Il Partito c’era tutto. Niente assenze diplomatiche né strategiche, per una volta. In prima fila, accanto a Mario Abbruzzese, c’è Nicola Ottaviani: come a sottolineare che ora non ci sono distanze tra il padrone di casa ed il il leader maximo che ha conquistato il rispetto di tutti vincendo un turno elettorale sul quale nessuno avrebbe scommesso un soldo bucato.

L’analisi è chiara. Il coordinatore provinciale Pasquale Ciacciarelli dice: «Siamo andati bene modello, Frosinone è un modello da esportare e che in Italia dovrebbero prendere come esempio».

Nicola Ottaviani individua una chiave del successo: «A Cassino e Sora è andata in scena una campagna elettorale diversa dal passato, siamo stati più ‘civici’ nei nostri contenuti, dai palchi abbiamo parlato di amministrazione e non di politica, la gente vuole questa concretezza».

Il presidente del consiglio provinciale Danilo Magliocchetti ricorda «i valori di Forza Italia, perché senza valori e senza ideali non si tiene insieme un Partito».

Un tema sul quale interviene anche il responsabile nazionale del dipartimento Lavori Pubblici Silvio Ferraguti: «Valori come i nostri non li ha nessuno nel panorama politico nazionale, sono la nostra forza. Gli elettori ci hanno detto con chiarezza che dobbiamo stare da una parte e non dobbiamo condividere responsabilità di governo con il Pd perché rischiamo di essere travolti dai loro disastri».

Vittorio Di Carlo dice che «è il momento di fare pulizia nel Partito, devono tornare le regole al centro di tutto, chi non si comporta secondo le regole deve essere messo fuori».

Prende la parola Antonello Iannarilli.
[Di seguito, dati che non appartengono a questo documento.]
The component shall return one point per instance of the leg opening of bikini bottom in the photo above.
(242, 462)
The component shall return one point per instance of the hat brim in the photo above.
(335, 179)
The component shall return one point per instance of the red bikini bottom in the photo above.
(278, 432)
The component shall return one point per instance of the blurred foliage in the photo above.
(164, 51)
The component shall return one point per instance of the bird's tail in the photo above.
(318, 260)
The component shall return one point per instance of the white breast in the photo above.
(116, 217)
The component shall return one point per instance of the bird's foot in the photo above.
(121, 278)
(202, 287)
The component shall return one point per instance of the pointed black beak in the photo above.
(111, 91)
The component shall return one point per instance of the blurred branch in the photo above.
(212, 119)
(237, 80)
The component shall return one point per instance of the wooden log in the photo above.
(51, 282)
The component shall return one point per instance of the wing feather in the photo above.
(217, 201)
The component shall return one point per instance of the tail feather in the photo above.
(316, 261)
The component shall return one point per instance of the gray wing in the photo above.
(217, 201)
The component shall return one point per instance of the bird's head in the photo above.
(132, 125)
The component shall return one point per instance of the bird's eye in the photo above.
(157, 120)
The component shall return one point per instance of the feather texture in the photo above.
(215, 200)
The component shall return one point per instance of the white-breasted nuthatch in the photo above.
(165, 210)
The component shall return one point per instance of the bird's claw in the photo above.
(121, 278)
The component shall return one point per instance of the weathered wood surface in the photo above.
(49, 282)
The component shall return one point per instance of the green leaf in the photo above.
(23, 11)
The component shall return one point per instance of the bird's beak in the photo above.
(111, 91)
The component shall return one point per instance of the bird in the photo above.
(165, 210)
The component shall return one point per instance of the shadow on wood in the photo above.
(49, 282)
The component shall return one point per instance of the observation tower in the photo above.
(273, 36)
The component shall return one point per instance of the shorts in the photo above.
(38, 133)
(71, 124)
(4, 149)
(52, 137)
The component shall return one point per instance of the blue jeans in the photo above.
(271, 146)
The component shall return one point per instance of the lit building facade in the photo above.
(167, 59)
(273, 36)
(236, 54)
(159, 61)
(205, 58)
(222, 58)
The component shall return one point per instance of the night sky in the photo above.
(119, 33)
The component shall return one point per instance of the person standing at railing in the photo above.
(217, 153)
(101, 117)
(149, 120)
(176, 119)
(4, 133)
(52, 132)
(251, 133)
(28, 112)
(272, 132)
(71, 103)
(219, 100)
Chi pensa che stia per parlare un trombato, uno che ha perso le elezioni, uno che è venuto al Coordinamento come Enrico IV inginocchiato a Canossa, non sa di che pasta è fatto Iannarilli. Parla Antonello, e da subito strappa gli applausi a tutta la platea. Ad incitare l’applauso è il presidente della Comunità Montana di Arce Gianluca Quadrini. Non sono applausi di circostanza ma quelli che vengono dalla pancia dei quadri di Forza Italia che riconoscono in Iannarilli il vecchio leader al quale rendono onore perché gli devono la vittoria alle Provinciali, alle Regionali ed alle Politiche negli anni precedenti. «Non mi sento uno sconfitto – dice Iannarilli – se fossimo stati uniti anche ad Alatri avremmo vinto. Io sono qui nel Partito. e per una volta sono d’accordo con Abbruzzese e con quello che ha detto durante la trasmissione di Alessio Porcu la notte delle elezioni, bisogna cacciare i traditori da questo Partito». Si sente provocato dal giovane Samuel Battaglini contro il quale si scaglia in un battibecco in perfetto stile Antonello: «Tu stavi nel comitato del mio avversario a farti le foto con lui su Facebook e poi con che faccia vieni quei al Coordinamento di Forza Italia?»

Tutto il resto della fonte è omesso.